If the Bharatiya Janata Party in Punjab has been let down by Bollywood actor and Gurdaspur MP Sunny Deol, the Congress has its own share of issues with actor Sonu Sood. While Mr Deol has failed to turn up for the party’s poll campaign despite pleas from BJP workers, Mr Sood has not gone beyond canvassing for his sister Malavika who is the Congress candidate from Moga.

When Mr Sood publicly declared his support for the Congress, an ecstatic state party president Navjot Singh Sidhu had described his decision as a “game changer”. Mr Sood had earned considerable goodwill from the public for the help he offered to people in distress during lockdown. Besides opening his Mumbai hotel for frontline warriors, he also launched a food distribution drive for migrants and other needy people. The Congress had hoped that Mr Sood would help drum up support for the party by campaigning across the state for the party. The Congress was particularly encouraged when Mr Sood released a video endorsing Charanjit Singh Channi as the party’s chief ministerial candidate. However, Mr Sood disappointed everyone as he has remained focused on his sister’s constituency and some areas around it.

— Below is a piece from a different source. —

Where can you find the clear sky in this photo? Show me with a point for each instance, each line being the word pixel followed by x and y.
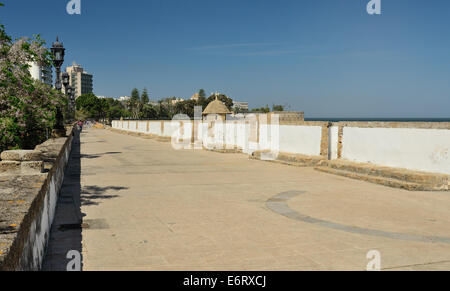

West Bengal chief minister and Trinamul Congress chief Mamata Banerjee’s high-profile nephew Abhishek Banerjee finds himself in the same position as former Congress president Rahul Gandhi: both want to ease out the old guard in their respective parties and bring in younger leaders who are loyal to them.

Unlike Rahul Gandhi, who has the unstinted support of his mother and Congress president Sonia Gandhi, Abhishek was cut to size by his party supremo Mamata Banerjee. Poll strategist Prashant Kishor was also effectively sidelined as Abhishek was said to be acting at his behest. Mamata quickly took charge, dissolved the national office bearers committee and constituted a 20-member national working committee to oversee the party’s functioning. Interestingly, recent entrants to the party like Sushmita Dev and Luizinho Faleiro, who were brought in by the Abhishek-Kishor team, were not included in this committee.

Trinamul insiders maintain that Abhishek overplayed his hand as he owes his standing in the party to Mamata Banerjee and that he would find it difficult to win his Lok Sabha seat without his aunt’s backing.

Congress leaders who have left the party in the recent past invariably take a high moral stand about their decision. For instance, former Union minister Ashwani Kumar who quit the Congress last week, spoke eloquently about how the Congress policies did not reflect the national mood and failed to provide “transformative” leadership to the country. But the real story is something else.

Reasons for their resignation vary from denial of a plum party post, a Rajya Sabha seat or a ticket in an election. Ashwani Kumar is learnt to have called it quits after his son was not given a ticket in the upcoming Punjab Assembly election. It is the same story with former Punjab Congress chief H.S. Hanspal who left the party and joined the Aam Aadmi Party because his son was denied a ticket. Once a diehard loyalist, Ghulam Nabi Azad became a dissident only after he did not get another Rajya Sabha term.